Shashi Kolar: Glad you noticed the idea behind posting this book.

But I tend to agree with Dr.James W. Hoover's explanation in another post on the same subject to be the most credible one... "Pre-colonial famines were less frequent, less deadly, and more localized. Several aspects of British rule conspired with (we think) extreme El Nino conditions in the latter half of the 19th century to make those famines especially bad. Probably the biggest problem was the indebtedness of tenant farmers, a product of the unrealistic revenue demands made on landlords and raiyats, especially in the Madras Presidency. The drastic annihilation of forests, and the creation of the reserve forests, also removed much of the "margin" and "commons" poor people relied upon to graze animals, cut hay, etc., to eke out a living.
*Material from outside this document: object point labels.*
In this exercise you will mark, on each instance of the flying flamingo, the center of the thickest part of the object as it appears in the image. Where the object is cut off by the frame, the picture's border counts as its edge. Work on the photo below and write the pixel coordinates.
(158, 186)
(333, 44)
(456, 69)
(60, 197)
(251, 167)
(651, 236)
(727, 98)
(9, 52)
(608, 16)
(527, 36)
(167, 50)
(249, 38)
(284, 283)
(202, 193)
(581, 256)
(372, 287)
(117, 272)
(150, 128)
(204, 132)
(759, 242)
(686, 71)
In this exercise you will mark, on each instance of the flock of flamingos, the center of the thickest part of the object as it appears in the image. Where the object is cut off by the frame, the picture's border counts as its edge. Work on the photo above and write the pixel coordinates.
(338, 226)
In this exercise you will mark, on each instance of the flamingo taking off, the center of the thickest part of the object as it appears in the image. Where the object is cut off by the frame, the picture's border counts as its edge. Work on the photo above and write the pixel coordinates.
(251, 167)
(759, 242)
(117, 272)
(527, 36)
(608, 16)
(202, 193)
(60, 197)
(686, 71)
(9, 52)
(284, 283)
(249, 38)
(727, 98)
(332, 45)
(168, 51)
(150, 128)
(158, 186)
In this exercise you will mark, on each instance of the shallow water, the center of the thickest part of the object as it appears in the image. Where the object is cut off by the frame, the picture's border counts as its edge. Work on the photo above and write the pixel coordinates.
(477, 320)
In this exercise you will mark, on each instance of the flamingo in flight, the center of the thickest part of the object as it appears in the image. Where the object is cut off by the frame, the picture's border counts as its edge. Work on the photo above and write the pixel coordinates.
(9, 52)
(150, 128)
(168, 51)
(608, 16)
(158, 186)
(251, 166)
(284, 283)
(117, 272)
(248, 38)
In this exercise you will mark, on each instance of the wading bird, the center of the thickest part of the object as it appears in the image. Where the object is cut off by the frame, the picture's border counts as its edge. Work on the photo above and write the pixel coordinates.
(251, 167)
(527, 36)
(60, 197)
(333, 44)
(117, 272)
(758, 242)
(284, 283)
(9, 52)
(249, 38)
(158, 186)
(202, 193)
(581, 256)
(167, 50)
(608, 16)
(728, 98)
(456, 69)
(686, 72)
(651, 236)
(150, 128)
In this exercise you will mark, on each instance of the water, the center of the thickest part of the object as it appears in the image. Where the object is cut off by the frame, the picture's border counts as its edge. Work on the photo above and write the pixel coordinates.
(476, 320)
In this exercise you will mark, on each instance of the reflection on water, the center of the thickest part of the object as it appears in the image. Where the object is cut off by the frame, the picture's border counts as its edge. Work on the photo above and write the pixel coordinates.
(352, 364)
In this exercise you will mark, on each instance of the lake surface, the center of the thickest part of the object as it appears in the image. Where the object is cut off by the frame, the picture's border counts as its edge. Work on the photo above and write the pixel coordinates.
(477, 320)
Much of the timber was used as railway ties and fuel for the expansion of the British railway system in India. Then, making matters worse, the railway system was used to export grain and cotton via newly modernized ports (Bombay, Madras, etc.), and Indian farmers were encouraged to get involved in the international grain trade at the same time that the U.S. and Russia and South America were about to dump massive quantities of grain on the international market: bad planning, and a race to the economic bottom, triggering a global recession in the 1890s. In pre-colonial times, most people who lived in famine-stricken areas could move to neighboring provinces, get by as casual laborers, and return home when conditions had improved. Travelers speak of villages left empty, but later reoccupied. That didn't happen in the famines after the late 1860s: those people were uprooted permanently, millions died, and those who could left the country to become coolie labor in places like Sri Lanka, Mauritius, S. Africa, Fiji, and Malaya."

Looks like the British raj has been there.